Abstract
Background
The yield obtained from next generation sequencers has increased almost exponentially in recent years, making sample multiplexing common practice. While barcodes (known sequences of fixed length) primarily encode the sample identity of sequenced DNA fragments, barcodes made of random sequences (Unique Molecular Identifier or UMIs) are often used to distinguish between PCR duplicates and transcript abundance in, for example, single-cell RNA sequencing (scRNA-seq). In paired-end sequencing, different barcodes can be inserted at each fragment end to either increase the number of multiplexed samples in the library or to use one of the barcodes as UMI. Alternatively, UMIs can be combined with the sample barcodes into composite barcodes, or with standard Illumina® indexing. Subsequent analysis must take read duplicates and sample identity into account, by identifying UMIs.
Results
Existing tools do not support these complex barcoding configurations and custom code development is frequently required. Here, we present Je, a suite of tools that accommodates complex barcoding strategies, extracts UMIs and filters read duplicates taking UMIs into account. Using Je on publicly available scRNA-seq and iCLIP data containing UMIs, the number of unique reads increased by up to 36 %, compared to when UMIs are ignored.
Conclusions
Je is implemented in JAVA and uses the Picard API. Code, executables and documentation are freely available at http://gbcs.embl.de/Je. Je can also be easily installed in Galaxy through the Galaxy toolshed.
Electronic supplementary material
The online version of this article (doi:10.1186/s12859-016-1284-2) contains supplementary material, which is available to authorized users.
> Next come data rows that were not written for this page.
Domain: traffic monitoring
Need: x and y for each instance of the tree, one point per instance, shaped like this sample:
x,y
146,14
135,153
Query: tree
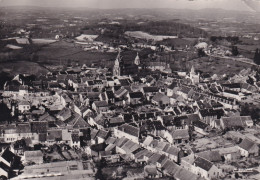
x,y
201,52
234,51
257,56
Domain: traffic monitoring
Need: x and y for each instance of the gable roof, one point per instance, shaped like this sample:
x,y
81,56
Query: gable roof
x,y
134,131
235,121
136,95
150,89
159,97
246,144
203,163
101,103
8,155
180,134
212,156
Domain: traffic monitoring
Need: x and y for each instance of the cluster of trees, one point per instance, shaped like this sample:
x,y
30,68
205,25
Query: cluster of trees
x,y
201,52
257,56
170,28
234,50
250,110
232,39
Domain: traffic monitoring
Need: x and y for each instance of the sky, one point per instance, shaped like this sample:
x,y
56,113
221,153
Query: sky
x,y
241,5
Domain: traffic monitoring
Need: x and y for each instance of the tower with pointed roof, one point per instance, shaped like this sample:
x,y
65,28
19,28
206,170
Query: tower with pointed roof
x,y
137,60
117,65
195,78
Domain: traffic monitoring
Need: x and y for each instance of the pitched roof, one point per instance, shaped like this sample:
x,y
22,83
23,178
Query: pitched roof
x,y
212,156
200,124
8,155
159,97
203,163
101,103
180,134
39,127
246,144
129,129
150,89
136,95
235,121
24,103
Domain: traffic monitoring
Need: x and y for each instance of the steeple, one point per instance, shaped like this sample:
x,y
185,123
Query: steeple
x,y
117,69
137,60
192,71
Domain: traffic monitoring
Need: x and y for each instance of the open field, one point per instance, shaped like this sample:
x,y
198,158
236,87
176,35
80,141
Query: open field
x,y
62,51
43,41
219,66
144,35
22,67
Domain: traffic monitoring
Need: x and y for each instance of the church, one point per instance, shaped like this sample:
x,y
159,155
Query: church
x,y
122,67
195,78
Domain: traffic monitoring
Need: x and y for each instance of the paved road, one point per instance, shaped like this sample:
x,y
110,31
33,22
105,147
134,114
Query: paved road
x,y
243,60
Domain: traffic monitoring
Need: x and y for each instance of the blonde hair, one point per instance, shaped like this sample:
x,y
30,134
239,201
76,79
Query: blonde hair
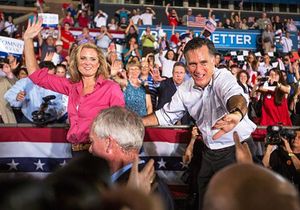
x,y
75,75
133,64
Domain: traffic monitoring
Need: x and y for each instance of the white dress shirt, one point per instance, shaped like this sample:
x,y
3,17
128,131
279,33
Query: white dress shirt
x,y
206,106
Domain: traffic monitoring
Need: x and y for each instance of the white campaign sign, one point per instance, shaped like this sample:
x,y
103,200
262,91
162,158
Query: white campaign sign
x,y
49,19
11,46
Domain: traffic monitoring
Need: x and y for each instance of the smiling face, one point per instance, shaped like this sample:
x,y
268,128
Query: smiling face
x,y
134,72
88,62
178,75
201,65
243,78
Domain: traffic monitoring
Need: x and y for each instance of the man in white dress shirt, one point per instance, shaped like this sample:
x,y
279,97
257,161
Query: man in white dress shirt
x,y
217,103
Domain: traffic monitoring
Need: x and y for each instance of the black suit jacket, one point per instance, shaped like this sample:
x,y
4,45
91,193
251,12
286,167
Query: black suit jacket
x,y
161,189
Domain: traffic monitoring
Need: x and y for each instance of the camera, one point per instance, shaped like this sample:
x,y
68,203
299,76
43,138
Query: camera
x,y
275,134
41,117
262,79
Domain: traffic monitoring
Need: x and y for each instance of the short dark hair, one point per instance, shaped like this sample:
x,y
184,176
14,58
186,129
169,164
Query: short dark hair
x,y
179,64
198,42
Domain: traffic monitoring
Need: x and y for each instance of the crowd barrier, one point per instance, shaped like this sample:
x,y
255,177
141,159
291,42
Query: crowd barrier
x,y
27,149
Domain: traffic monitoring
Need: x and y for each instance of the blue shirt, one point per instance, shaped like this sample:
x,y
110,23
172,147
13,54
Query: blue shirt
x,y
34,98
135,99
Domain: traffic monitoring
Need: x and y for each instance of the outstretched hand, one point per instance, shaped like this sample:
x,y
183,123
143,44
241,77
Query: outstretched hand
x,y
226,124
242,151
142,180
34,28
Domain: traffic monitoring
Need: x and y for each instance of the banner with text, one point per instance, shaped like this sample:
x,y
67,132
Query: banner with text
x,y
224,39
11,46
49,20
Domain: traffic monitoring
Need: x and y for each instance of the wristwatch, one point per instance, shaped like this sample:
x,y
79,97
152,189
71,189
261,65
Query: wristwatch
x,y
236,109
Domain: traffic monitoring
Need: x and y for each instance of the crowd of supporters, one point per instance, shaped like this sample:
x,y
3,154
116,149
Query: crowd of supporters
x,y
141,62
149,68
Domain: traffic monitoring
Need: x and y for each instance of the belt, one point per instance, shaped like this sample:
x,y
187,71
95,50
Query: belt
x,y
80,147
222,149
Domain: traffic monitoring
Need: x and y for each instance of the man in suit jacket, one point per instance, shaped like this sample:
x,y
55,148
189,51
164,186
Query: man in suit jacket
x,y
117,135
168,87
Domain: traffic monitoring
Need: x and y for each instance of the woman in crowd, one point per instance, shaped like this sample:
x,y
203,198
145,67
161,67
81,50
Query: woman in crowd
x,y
251,67
167,61
88,88
136,94
274,105
68,19
242,79
132,50
6,112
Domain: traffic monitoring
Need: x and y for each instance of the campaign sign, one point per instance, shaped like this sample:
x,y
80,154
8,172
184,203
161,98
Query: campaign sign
x,y
223,39
11,46
49,20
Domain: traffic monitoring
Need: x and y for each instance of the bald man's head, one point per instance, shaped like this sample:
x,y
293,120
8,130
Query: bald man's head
x,y
250,187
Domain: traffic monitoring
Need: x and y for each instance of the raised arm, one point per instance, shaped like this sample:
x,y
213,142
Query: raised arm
x,y
33,29
167,9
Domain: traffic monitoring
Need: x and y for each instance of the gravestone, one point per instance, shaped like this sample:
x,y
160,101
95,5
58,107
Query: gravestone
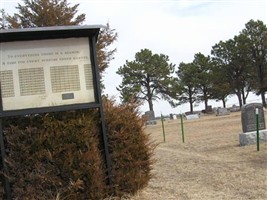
x,y
222,111
150,115
248,117
209,110
249,126
192,116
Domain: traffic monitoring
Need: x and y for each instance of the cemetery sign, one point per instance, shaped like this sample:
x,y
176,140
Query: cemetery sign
x,y
48,69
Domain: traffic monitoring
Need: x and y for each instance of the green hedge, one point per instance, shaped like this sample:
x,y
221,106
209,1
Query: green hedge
x,y
59,156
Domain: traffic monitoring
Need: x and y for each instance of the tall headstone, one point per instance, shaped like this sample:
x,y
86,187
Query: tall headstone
x,y
150,115
249,126
248,117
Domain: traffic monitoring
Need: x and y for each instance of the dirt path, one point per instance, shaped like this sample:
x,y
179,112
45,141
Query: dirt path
x,y
209,165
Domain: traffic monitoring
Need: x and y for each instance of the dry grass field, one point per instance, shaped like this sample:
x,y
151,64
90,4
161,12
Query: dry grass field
x,y
210,165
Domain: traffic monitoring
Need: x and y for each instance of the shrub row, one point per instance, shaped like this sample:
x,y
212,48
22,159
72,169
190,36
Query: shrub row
x,y
59,156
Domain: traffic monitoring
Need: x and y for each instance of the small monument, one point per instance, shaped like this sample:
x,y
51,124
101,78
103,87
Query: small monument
x,y
222,111
249,126
150,117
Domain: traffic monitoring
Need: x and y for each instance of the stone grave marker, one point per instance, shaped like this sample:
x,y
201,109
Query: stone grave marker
x,y
192,116
248,117
222,111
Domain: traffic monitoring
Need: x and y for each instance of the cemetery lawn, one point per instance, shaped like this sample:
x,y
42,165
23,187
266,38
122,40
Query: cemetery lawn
x,y
210,165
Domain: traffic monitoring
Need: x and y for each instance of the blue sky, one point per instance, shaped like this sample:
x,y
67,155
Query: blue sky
x,y
178,29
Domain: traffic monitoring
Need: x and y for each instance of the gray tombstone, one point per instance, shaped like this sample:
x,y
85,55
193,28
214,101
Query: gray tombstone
x,y
150,115
222,111
192,116
248,117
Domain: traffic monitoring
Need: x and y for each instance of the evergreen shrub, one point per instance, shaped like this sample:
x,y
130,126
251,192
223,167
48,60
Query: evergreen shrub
x,y
59,156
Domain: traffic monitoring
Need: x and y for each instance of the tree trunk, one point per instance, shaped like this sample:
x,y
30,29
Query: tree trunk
x,y
263,99
206,104
150,103
243,97
191,107
224,103
238,94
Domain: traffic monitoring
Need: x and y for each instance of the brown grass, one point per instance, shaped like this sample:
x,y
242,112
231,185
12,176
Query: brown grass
x,y
209,165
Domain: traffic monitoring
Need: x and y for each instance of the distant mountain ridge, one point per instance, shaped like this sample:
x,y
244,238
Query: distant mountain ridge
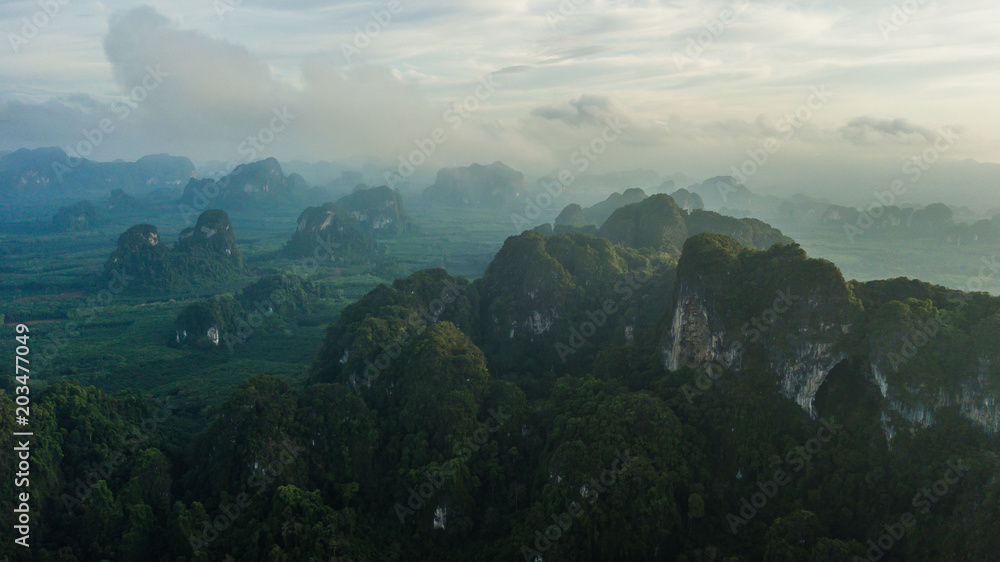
x,y
49,173
254,185
496,185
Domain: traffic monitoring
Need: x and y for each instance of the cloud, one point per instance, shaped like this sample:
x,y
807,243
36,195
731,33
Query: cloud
x,y
869,130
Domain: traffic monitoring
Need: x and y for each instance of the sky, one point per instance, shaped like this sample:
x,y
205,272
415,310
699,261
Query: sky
x,y
833,99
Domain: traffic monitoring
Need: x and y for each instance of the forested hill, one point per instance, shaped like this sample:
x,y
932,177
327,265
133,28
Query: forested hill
x,y
581,401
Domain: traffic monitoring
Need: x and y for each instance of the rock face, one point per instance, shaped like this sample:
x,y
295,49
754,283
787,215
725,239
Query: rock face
x,y
333,233
777,307
249,186
212,235
494,186
205,253
723,192
80,216
600,212
121,201
930,349
47,173
572,216
749,232
225,321
655,223
687,200
924,348
539,289
379,211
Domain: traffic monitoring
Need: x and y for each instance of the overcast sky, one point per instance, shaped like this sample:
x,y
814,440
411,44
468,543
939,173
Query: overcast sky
x,y
697,83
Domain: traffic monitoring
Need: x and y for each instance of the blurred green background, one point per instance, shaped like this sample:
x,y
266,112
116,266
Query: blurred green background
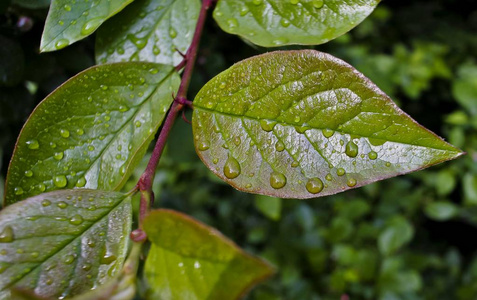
x,y
411,237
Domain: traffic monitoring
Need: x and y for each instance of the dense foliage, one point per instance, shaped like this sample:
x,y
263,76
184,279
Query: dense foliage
x,y
403,238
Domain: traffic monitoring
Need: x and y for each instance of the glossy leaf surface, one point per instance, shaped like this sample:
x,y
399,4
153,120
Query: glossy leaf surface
x,y
70,21
92,130
149,30
189,260
63,243
303,124
272,23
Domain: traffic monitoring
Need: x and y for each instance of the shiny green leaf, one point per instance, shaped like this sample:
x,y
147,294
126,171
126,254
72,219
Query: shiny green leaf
x,y
189,260
303,124
71,21
63,243
272,23
395,235
149,30
92,131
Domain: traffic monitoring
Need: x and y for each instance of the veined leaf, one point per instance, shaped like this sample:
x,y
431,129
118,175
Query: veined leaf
x,y
149,30
189,260
302,124
272,23
63,243
92,131
71,21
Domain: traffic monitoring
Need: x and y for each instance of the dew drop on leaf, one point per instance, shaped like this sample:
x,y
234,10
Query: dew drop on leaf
x,y
7,236
232,168
277,180
314,185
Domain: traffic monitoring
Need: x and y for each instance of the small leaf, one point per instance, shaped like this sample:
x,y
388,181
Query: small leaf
x,y
71,21
303,124
92,131
270,207
63,243
164,28
189,260
441,210
398,233
273,23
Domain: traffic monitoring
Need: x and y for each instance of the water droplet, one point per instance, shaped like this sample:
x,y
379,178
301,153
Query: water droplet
x,y
60,181
58,155
279,146
267,125
277,180
64,133
18,190
314,185
232,23
6,236
351,149
372,155
91,26
232,168
318,3
351,182
76,220
203,146
61,43
33,144
69,259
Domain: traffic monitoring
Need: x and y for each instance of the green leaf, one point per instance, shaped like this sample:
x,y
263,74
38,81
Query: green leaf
x,y
71,21
441,210
272,23
395,235
63,243
270,207
189,260
302,124
92,131
149,30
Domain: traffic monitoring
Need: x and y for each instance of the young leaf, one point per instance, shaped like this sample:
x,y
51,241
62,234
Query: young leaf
x,y
63,243
189,260
149,30
302,124
92,130
71,21
272,23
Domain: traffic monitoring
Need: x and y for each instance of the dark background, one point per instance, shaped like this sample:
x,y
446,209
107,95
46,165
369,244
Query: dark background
x,y
411,237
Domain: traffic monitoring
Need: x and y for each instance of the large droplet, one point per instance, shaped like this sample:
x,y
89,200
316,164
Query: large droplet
x,y
60,181
351,149
232,168
277,180
6,236
314,185
33,144
91,26
267,125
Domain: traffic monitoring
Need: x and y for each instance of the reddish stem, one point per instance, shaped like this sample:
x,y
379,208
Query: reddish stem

Keywords: Software, Genomics, NGS, UMI, Multiplexing, Duplicates
Background
High-throughput sequencing has become the approach of choice in genomic experiments (RNA-seq, ChIP-seq, DNA-seq, …). Continuous improvements in sequencing chemistry and hardware have translated into significant cost decreases with huge increases in productivity (up to 400 million reads per lane on current Illumina® HiSeq 4000). This throughput often exceeds the sequencing depth required in many applications [1], or when working with small genomes. Protocols to sequence multiple samples within the same sequencer lane (multiplexed library) are now common practice in both single end (SE) and paired end (PE) strategies. Multiplexing can also be guided by experimental design considerations where samples are sequenced in different lanes to gain information on technical variance, or in staged sequencing approaches to reduce sequencing costs where samples are sequenced sequentially until the required sequencing depth is achieved [1].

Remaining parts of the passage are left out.